Rasulullah Sallallahu Aleyhi ve Sellem şöyle buyurur: “Yolculukta olan üç kişinin kendilerinden birini emir tayin etmemeleri helal değildir.”[3] “Üç kişi yolculuğa çıkarsa, kendilerinden birini emir tayin etsinler”[4] Ebu Hureyre’den de Radıyallahu Anhu aynı manada hadis rivayet edilmiştir.

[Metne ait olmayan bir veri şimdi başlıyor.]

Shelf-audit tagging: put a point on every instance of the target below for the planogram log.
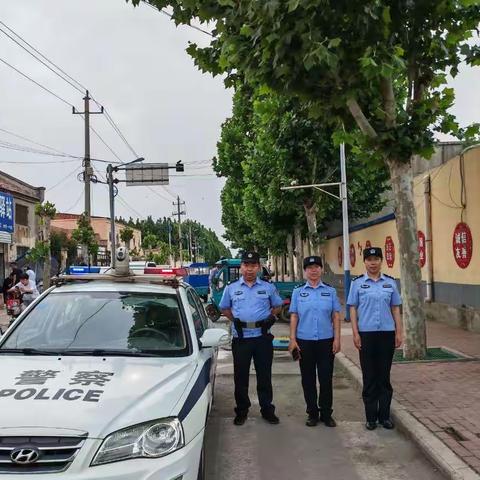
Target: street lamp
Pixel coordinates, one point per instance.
(342, 196)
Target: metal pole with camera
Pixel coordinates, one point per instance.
(145, 174)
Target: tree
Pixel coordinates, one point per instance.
(379, 64)
(42, 251)
(126, 235)
(85, 235)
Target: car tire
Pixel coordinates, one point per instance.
(284, 314)
(201, 466)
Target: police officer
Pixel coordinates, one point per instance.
(251, 305)
(374, 304)
(315, 339)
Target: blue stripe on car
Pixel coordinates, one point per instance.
(201, 383)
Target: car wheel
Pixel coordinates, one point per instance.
(284, 314)
(201, 467)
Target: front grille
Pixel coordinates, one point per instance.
(55, 453)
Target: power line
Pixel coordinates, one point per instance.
(171, 16)
(36, 83)
(63, 179)
(31, 141)
(34, 56)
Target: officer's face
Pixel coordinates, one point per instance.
(313, 272)
(373, 264)
(249, 270)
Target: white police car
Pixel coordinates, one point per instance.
(108, 377)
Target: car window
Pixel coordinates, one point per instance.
(125, 321)
(196, 312)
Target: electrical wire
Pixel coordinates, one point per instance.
(67, 78)
(63, 179)
(45, 58)
(34, 56)
(31, 141)
(36, 83)
(76, 203)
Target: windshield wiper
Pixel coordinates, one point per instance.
(28, 351)
(99, 352)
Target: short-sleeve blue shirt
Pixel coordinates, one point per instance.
(250, 304)
(374, 300)
(314, 307)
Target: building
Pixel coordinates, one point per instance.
(447, 199)
(18, 223)
(67, 222)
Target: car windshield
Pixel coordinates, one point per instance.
(103, 322)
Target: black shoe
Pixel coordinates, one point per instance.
(311, 421)
(388, 424)
(239, 420)
(329, 422)
(271, 418)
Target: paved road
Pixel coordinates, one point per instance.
(258, 451)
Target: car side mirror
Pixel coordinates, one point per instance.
(214, 337)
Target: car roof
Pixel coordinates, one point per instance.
(112, 283)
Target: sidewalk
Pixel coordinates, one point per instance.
(443, 396)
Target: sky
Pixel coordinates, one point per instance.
(133, 60)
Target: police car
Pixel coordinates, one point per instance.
(108, 377)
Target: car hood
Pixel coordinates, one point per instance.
(93, 395)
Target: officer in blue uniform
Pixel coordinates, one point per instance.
(315, 339)
(374, 304)
(251, 305)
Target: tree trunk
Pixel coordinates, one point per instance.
(47, 264)
(299, 252)
(311, 215)
(282, 268)
(410, 275)
(291, 268)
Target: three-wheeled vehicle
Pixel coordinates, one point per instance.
(229, 271)
(198, 278)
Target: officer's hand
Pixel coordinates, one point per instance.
(357, 341)
(293, 345)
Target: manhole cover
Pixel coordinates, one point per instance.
(434, 354)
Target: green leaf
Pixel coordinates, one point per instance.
(293, 5)
(334, 42)
(386, 15)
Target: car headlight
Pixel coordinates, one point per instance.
(148, 440)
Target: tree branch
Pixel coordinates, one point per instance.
(360, 118)
(388, 95)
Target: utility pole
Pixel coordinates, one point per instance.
(179, 214)
(87, 166)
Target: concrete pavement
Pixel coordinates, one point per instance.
(257, 450)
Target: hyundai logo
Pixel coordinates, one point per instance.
(24, 456)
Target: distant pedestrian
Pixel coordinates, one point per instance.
(251, 305)
(8, 283)
(374, 304)
(31, 274)
(16, 271)
(315, 339)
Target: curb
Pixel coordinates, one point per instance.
(438, 453)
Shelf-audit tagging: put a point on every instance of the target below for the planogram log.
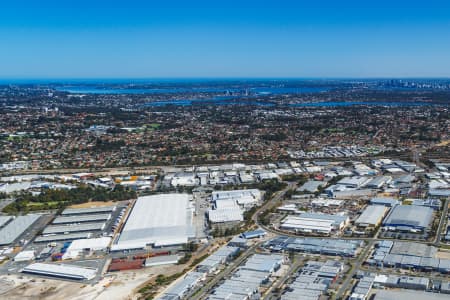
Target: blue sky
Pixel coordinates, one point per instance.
(181, 39)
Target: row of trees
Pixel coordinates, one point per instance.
(53, 199)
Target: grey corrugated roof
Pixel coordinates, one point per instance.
(15, 228)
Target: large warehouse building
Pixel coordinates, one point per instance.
(157, 220)
(371, 216)
(409, 218)
(15, 228)
(61, 271)
(315, 223)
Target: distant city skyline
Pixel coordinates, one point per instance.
(224, 39)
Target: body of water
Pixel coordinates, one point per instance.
(143, 91)
(356, 103)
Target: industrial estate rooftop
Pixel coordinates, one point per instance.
(157, 220)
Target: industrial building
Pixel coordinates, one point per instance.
(378, 182)
(345, 248)
(15, 228)
(4, 220)
(246, 199)
(161, 260)
(61, 271)
(181, 288)
(62, 237)
(313, 280)
(225, 217)
(386, 201)
(89, 210)
(315, 223)
(83, 227)
(408, 256)
(311, 186)
(222, 255)
(371, 216)
(81, 218)
(408, 218)
(79, 246)
(157, 220)
(407, 295)
(246, 280)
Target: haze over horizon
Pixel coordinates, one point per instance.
(203, 39)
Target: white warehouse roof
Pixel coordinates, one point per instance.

Şevkani Rahimehullah, “Neylu’l-Evtar” isimli kitabında yukarıda verilen hadisleri belirttikten sonra şöyle der: “Abdulah bin Amr ve Ebu Said el-Hudri’nin Radıyallahu Anhuma rivayet ettikleri iki hadisin benzerini Bezzar, Ömer ibnu’l-Hattab’tan Radıyallahu Anhu sahih bir sened ile şu lafızla rivayet etmiştir: “Üç kişi olarak bir yolculukta iseniz, birinizi emir tayin edin. Bu, Rasulullah’ın Sallallahu Aleyhi ve Sellem tayin ettiği bir emirdir.” Yine Bezzar, Abdullah bin Ömer’den Radıyallahu Anhuma sahih bir isnad ile merfu olarak şunu rivayet eder: “Üç kişi yolcu ise, içlerinden birini kendilerine emir yapsınlar.” Taberani de bunu, aynı lafız ve sahih bir sened ile İbn-u Mes’ud’tan Radıyallahu Anhu rivayet etmiştir. Bu hadisler birbirini desteklemektedir. Ebu Davud ve Munziri, Ebu Said ve Ebu Hureyre Radıyallahu Anhuma hadisleri hakkında bir şey söylememiştir. Ali bin Bahr hariç, her iki hadisin ravileri de sahihlerin ravilerindendir. Ali bin Bahr sika bir ravidir. Ebu Hureyre’nin, “Üç kişi yolculuğa çıkarsa, içlerinden birini kendilerine emir yapsınlar” hadisi de bu hadisler arasındadır. Bütün bunlar üç ve daha çok kişiden oluşan her yolcu kafilesinin başlarına emir tayin etmelerinin gerekliliğini belirtir. Çünkü böylece kötülük ve bozukluklara yol açan anlaşmazlıklar önlenmiş olur. Emir olmadığı zaman herkes kendi görüşünde diretir ve arzusuna uyan şeyleri yapar. Hatta birbirlerinin helakına sebep olabilirler. Ancak aralarında bir emir varsa, ihtilaf azalır, birlik olmaları kuvvetlenir.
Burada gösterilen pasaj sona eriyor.